In welchem Monat ist das Wetter in Griechenland am schönsten?
Aus klimatischer Sicht gilt der September für die meisten Reisetypen als idealer Monat: Das Meer hat 24 Grad, die Temperaturen liegen bei angenehmen 29 Grad, Regen ist selten und die Touristenmassen sind kleiner. Für Naturbegeisterte und Wanderer ist der Mai mit seiner blühenden Landschaft und milden Temperaturen eine wunderschöne Alternative.
Was ist der Meltemi-Wind und wie beeinflusst er den Urlaub?
Der Meltemi ist ein trockener Nord- bis Nordwestwind, der von April bis Oktober über die Ägäis weht, am stärksten in den Monaten Juli und August. Er ist für Griechenland typisch und bringt auf den Kykladen angenehme Abkühlung an sehr heißen Tagen. Für Badeurlauber ist er meist unproblematisch. Segler sollten bei Windstärke 7 und mehr Fährverbindungen im Blick behalten, da diese ausfallen können. Kiter und Windsurfer schätzen den Meltemi als zuverlässige Windquelle.

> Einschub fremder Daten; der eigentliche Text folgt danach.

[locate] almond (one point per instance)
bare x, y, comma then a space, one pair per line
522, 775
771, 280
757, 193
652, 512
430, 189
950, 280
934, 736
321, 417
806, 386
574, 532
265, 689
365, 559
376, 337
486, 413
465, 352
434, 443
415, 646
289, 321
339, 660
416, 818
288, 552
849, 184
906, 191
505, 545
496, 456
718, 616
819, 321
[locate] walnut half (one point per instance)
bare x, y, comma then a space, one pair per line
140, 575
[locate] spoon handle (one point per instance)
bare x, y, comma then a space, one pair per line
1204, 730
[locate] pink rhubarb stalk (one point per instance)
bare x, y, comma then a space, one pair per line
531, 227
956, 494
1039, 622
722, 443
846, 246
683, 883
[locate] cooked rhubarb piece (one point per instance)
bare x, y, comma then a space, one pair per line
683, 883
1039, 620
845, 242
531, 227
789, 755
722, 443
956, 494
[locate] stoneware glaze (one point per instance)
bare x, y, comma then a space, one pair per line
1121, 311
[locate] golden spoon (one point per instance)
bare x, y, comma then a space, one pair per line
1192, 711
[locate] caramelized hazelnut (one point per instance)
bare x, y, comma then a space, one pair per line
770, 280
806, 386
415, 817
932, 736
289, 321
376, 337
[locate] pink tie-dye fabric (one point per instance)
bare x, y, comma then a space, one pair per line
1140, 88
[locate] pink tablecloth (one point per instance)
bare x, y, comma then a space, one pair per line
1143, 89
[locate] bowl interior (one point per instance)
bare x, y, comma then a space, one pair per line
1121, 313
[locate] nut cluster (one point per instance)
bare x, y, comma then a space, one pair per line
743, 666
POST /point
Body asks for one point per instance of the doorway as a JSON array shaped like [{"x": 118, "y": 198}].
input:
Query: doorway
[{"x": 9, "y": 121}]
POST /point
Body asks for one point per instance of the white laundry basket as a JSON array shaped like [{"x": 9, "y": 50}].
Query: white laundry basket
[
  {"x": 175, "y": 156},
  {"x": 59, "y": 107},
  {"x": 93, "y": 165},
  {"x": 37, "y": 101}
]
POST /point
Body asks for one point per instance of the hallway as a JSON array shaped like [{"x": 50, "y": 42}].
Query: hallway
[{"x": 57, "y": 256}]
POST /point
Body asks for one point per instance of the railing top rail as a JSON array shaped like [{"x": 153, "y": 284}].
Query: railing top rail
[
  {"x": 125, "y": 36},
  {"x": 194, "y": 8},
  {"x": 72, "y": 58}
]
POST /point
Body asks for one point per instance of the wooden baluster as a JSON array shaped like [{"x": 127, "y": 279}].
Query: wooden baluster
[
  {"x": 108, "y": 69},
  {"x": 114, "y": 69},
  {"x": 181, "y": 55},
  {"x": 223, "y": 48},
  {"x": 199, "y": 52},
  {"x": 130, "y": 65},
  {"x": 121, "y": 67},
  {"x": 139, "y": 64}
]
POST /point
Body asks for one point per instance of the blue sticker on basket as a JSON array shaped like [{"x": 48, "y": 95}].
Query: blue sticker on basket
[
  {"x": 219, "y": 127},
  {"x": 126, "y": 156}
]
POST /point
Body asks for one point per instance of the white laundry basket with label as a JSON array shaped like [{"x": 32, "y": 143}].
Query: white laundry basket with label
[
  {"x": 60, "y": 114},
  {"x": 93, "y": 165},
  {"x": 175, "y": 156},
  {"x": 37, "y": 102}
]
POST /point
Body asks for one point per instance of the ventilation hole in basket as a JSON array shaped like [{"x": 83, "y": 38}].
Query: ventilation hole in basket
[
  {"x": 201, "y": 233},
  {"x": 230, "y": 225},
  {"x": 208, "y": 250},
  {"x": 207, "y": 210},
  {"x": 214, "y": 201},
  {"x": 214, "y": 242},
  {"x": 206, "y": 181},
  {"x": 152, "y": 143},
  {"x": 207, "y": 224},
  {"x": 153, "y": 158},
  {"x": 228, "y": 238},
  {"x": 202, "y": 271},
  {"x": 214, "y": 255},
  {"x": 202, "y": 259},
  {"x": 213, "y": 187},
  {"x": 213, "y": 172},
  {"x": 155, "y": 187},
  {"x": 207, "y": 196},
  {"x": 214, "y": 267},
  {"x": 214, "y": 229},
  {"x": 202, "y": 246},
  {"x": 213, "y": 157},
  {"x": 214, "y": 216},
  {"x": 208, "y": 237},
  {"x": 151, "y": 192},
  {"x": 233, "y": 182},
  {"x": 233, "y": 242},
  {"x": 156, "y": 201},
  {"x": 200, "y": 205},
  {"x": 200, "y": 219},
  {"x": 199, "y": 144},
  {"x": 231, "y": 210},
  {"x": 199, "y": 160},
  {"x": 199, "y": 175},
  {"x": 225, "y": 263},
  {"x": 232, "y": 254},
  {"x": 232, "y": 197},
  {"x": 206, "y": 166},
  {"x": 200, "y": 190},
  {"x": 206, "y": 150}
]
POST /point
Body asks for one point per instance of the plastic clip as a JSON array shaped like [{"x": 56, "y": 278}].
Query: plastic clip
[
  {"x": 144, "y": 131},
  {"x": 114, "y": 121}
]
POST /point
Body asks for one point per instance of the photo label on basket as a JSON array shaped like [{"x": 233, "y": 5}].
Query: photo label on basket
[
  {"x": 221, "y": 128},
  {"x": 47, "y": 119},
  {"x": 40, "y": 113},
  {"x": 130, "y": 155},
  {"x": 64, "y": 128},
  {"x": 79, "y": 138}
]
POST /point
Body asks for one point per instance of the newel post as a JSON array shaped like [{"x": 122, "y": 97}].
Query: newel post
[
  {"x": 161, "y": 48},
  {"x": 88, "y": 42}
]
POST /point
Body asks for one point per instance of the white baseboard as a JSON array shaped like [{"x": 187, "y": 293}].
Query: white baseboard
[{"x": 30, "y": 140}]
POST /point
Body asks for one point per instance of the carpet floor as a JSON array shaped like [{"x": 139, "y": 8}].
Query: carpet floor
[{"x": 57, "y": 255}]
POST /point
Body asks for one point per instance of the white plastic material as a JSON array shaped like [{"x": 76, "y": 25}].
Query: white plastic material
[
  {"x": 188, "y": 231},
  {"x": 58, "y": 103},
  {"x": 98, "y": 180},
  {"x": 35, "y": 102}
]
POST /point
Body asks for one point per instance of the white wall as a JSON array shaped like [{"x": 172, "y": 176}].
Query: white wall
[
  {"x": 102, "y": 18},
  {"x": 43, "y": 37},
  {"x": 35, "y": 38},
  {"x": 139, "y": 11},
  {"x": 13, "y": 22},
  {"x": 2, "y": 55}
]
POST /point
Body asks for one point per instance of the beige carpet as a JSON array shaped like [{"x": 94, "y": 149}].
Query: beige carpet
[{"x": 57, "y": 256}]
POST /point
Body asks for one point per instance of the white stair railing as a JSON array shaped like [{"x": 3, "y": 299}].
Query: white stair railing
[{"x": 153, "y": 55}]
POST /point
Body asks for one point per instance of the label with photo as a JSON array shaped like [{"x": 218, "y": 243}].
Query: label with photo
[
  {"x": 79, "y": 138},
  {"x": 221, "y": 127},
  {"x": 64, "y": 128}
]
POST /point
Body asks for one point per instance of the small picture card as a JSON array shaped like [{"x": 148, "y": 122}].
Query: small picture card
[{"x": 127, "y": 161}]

Gibt es Skigebiete in Griechenland?
Ja, das überrascht viele Urlauber. Griechenland verfügt über mehrere aktive Skigebiete, die von Dezember bis März in Betrieb sind. Das bekannteste ist das Skigebiet am Parnassos, rund zwei Stunden von Athen entfernt. Im Norden bieten Vasilitsa in Makedonien und weitere Gebiete im Pindosgebirge weitere Pisten. Die Weißen Berge Kretas sind im Winter mit Schnee bedeckt, besitzen aber keine ausgebauten Skianlagen.
Die Angaben zu Klimadaten basieren auf langjährigen Messwerten des Hellenic National Meteorological Service (HNMS) sowie des Deutschen Wetterdienstes. Stand der Recherche: Juni 2026. Preise, Hochsaisontermine und Fährverfügbarkeiten können sich jährlich ändern. Bitte vor Reiseantritt aktuelle Informationen einholen.